Few studies examined immunological biomarkers, and it is difficult to draw conclusions about prognostic importance based on single studies. Given the general absence of clinical predictors, it may be that immunological markers will be key to identifying which patients will be able to maintain remission after TNFi discontinuation. Although subclinical joint inflammation is common in clinical remission [85], our results did not support the prognostic value of ultrasound in studies of TNFi discontinuation. Power Doppler positivity in remission has been associated with higher odds of relapse in one study, but this study did not examine treatment discontinuation [85]. In three studies of biologic tapering, ultrasound abnormalities predicted relapse, indicating that further evaluation of the potential prognostic value of ultrasound is warranted [86,87,88]. Subclinical joint inflammation by magnetic resonance imaging (MRI) has also been observed in many patients in clinical remission, but MRI has not been found to predict relapses on biologic tapering [45, 88, 89]. We did not identify prognostic studies of MRI in the setting of TNFi discontinuation.

Our study is limited by the definitions of remission used in the primary studies, which may be considered too liberal.
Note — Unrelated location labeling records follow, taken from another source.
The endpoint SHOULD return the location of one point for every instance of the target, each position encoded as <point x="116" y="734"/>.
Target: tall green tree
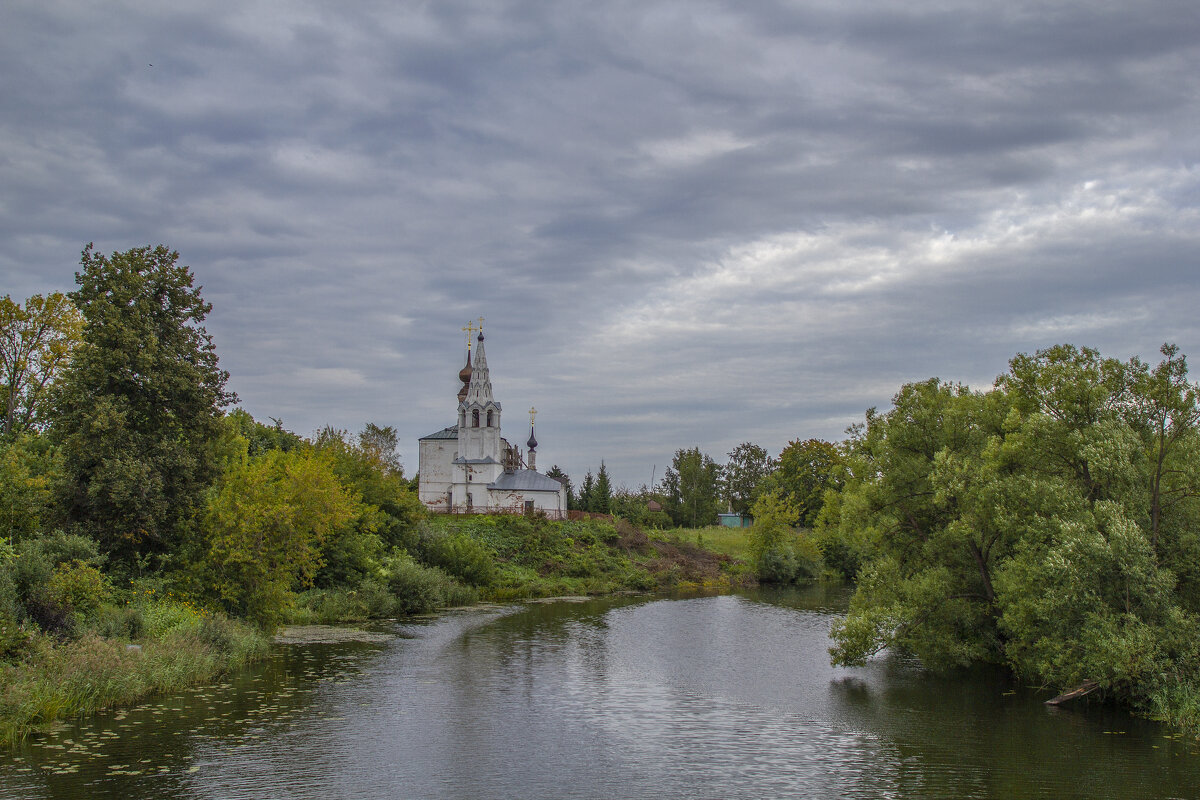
<point x="691" y="488"/>
<point x="138" y="410"/>
<point x="804" y="471"/>
<point x="268" y="525"/>
<point x="747" y="468"/>
<point x="1019" y="525"/>
<point x="586" y="489"/>
<point x="600" y="500"/>
<point x="36" y="342"/>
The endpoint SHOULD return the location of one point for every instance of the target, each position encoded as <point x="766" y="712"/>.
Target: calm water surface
<point x="708" y="697"/>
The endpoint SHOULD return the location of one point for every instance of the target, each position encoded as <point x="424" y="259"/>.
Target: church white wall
<point x="552" y="503"/>
<point x="436" y="469"/>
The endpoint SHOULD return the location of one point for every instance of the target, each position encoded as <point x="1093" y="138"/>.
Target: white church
<point x="468" y="468"/>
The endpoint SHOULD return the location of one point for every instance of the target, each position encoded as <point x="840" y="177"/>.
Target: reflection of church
<point x="468" y="468"/>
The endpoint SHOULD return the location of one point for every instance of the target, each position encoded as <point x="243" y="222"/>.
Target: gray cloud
<point x="685" y="224"/>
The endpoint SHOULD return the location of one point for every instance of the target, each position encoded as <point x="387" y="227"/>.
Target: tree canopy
<point x="1049" y="523"/>
<point x="36" y="342"/>
<point x="138" y="409"/>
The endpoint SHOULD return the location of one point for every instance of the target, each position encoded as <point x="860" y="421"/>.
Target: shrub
<point x="39" y="558"/>
<point x="13" y="638"/>
<point x="78" y="585"/>
<point x="459" y="554"/>
<point x="420" y="589"/>
<point x="120" y="623"/>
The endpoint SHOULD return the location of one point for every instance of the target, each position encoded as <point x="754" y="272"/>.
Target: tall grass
<point x="57" y="680"/>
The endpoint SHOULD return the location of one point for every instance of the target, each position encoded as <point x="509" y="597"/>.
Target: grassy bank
<point x="173" y="647"/>
<point x="130" y="644"/>
<point x="459" y="560"/>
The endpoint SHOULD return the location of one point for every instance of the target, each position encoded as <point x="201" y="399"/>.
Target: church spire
<point x="532" y="444"/>
<point x="479" y="390"/>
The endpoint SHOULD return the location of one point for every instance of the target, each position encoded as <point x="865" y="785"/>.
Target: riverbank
<point x="57" y="680"/>
<point x="154" y="644"/>
<point x="461" y="560"/>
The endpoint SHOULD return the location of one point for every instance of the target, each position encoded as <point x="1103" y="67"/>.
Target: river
<point x="729" y="696"/>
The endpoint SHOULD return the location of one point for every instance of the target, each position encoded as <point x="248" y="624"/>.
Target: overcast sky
<point x="685" y="223"/>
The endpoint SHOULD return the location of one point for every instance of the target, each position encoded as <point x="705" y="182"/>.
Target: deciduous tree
<point x="747" y="468"/>
<point x="138" y="409"/>
<point x="36" y="342"/>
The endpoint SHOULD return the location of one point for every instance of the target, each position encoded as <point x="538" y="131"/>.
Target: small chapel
<point x="468" y="468"/>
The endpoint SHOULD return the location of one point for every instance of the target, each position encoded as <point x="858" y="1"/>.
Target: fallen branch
<point x="1084" y="689"/>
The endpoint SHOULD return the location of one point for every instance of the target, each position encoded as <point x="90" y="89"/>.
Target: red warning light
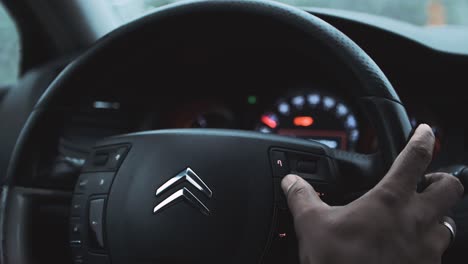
<point x="269" y="121"/>
<point x="304" y="121"/>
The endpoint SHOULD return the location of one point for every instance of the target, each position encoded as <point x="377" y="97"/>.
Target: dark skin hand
<point x="392" y="223"/>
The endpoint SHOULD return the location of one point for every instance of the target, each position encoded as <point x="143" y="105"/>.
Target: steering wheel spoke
<point x="207" y="196"/>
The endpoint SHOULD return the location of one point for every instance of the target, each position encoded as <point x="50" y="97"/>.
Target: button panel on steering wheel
<point x="88" y="204"/>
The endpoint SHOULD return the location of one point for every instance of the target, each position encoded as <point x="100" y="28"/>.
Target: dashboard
<point x="294" y="95"/>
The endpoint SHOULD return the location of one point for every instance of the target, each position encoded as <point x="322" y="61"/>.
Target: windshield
<point x="417" y="12"/>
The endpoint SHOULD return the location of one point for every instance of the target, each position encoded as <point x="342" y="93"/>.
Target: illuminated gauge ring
<point x="315" y="116"/>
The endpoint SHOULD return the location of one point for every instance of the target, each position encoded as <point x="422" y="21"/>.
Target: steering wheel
<point x="203" y="195"/>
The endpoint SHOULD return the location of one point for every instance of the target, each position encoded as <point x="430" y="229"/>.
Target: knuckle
<point x="421" y="149"/>
<point x="389" y="197"/>
<point x="297" y="191"/>
<point x="455" y="184"/>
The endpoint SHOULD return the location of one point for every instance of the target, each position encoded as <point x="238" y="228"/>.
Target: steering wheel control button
<point x="96" y="235"/>
<point x="106" y="159"/>
<point x="100" y="159"/>
<point x="279" y="163"/>
<point x="77" y="205"/>
<point x="101" y="182"/>
<point x="82" y="184"/>
<point x="117" y="157"/>
<point x="309" y="167"/>
<point x="280" y="198"/>
<point x="78" y="256"/>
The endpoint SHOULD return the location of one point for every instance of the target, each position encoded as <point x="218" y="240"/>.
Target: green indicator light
<point x="252" y="99"/>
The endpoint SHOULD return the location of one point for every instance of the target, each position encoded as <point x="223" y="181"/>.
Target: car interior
<point x="164" y="139"/>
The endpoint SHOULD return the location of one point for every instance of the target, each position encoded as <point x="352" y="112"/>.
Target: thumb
<point x="300" y="194"/>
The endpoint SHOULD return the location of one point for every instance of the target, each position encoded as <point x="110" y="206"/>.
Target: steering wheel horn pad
<point x="220" y="199"/>
<point x="192" y="196"/>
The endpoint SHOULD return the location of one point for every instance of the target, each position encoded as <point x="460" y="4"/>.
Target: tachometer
<point x="314" y="116"/>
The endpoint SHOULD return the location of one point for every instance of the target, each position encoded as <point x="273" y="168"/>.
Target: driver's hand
<point x="392" y="223"/>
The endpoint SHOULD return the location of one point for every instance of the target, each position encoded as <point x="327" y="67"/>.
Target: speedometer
<point x="313" y="116"/>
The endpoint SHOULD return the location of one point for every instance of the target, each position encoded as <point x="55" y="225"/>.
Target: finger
<point x="413" y="161"/>
<point x="300" y="194"/>
<point x="443" y="192"/>
<point x="441" y="235"/>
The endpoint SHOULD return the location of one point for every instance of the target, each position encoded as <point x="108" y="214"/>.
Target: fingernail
<point x="288" y="181"/>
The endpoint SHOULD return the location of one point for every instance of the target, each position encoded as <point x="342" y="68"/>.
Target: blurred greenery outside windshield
<point x="417" y="12"/>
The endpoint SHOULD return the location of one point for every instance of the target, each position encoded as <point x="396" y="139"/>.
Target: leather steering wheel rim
<point x="385" y="109"/>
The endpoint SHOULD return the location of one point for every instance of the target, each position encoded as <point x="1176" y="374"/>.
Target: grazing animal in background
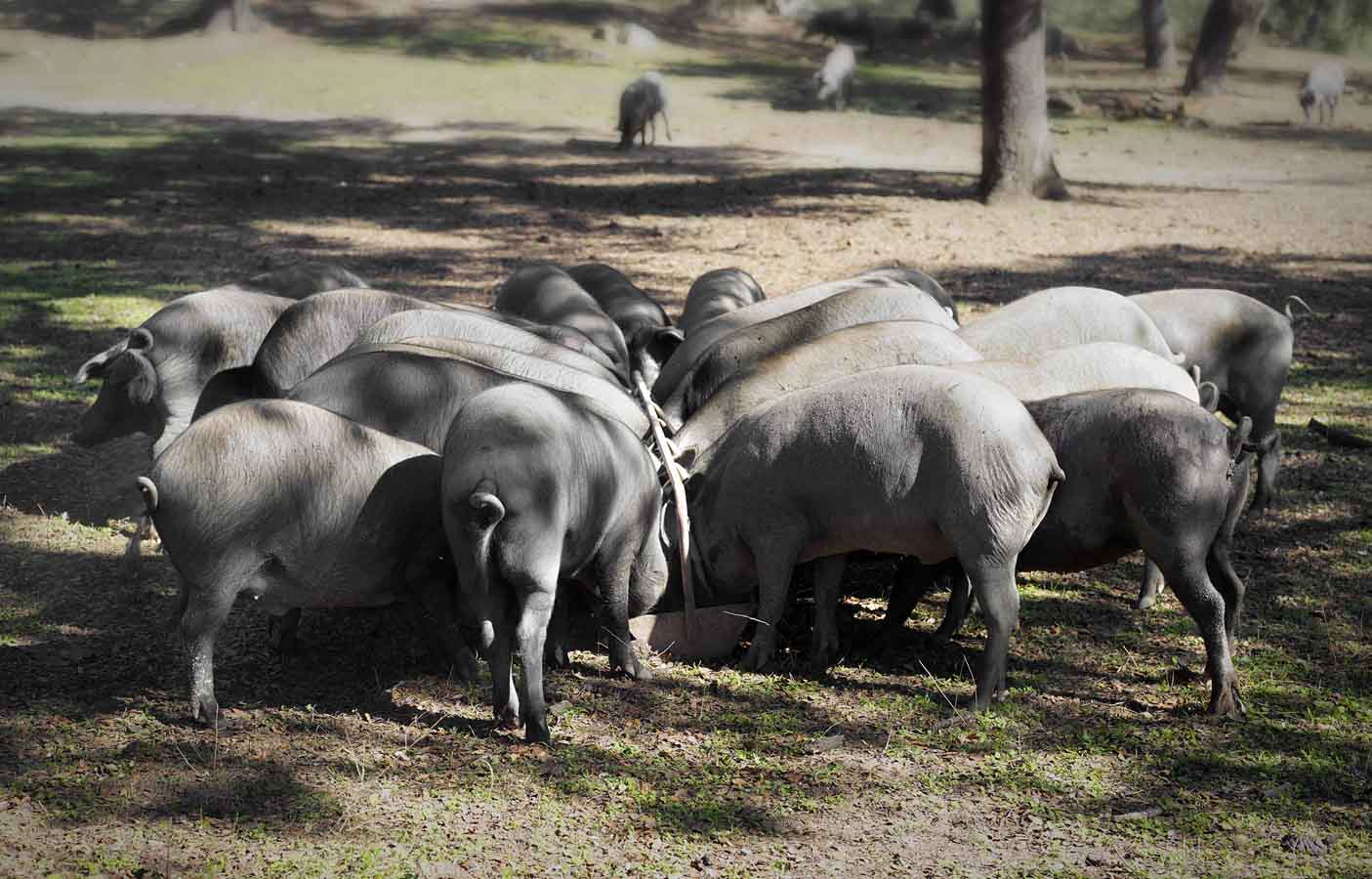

Few studies used SDAI remission as either the inclusion criterion or outcome, and none used American College of Rheumatology Boolean criteria. Interestingly, the more stringent SDAI criterion resulted in both lower proportions of remission and higher proportions of relapses, reflecting increased difficulty of maintaining this level of RA activity over time. We focused on TNFi discontinuation, given there are few discontinuation studies of other biologics or csDMARDs, or of tapering, and pooling results of different strategies or medications would decrease the specificity of any conclusions. We included both observational studies and controlled trials. Although several studies were judged to have a high risk of bias, results were generally similar after excluding such studies. Pooling of results in the predictor analysis was limited by the diversity of effect measures in the primary studies. We cannot exclude the possibility of publication bias, which is difficult to identify in the presence of heterogeneity [90]. We tried to minimize publication bias by using a comprehensive search strategy that included trial registrations, abstracts, and no language restrictions. We also included articles whose main objective was not to determine the prevalence of remission after TNFi discontinuation.

Conclusions

This study is the first to examine the outcomes of TNFi discontinuation separately in induction treatment and maintenance treatment. Almost one-half of patients were able to discontinue maintenance TNFi treatment and remain in remission for up to 1 year. More patients had successful discontinuation in induction-withdrawal studies, underscoring the differences in outcomes between these scenarios. In both cases, patients with early RA were more likely to have successful discontinuation. After induction treatment with TNFi, approximately 6 in 10 patients with early RA would remain in remission for up to 1 year after discontinuation, but only 3 in 10 patients with established RA would do so. After discontinuation of maintenance TNFi treatment, approximately 5 in 10 patients would remain in remission for up to 1 year. These results may be useful in shared decision-making with patients who are contemplating treatment de-escalation. More research is needed to identify how risks of relapse vary in patient subgroups.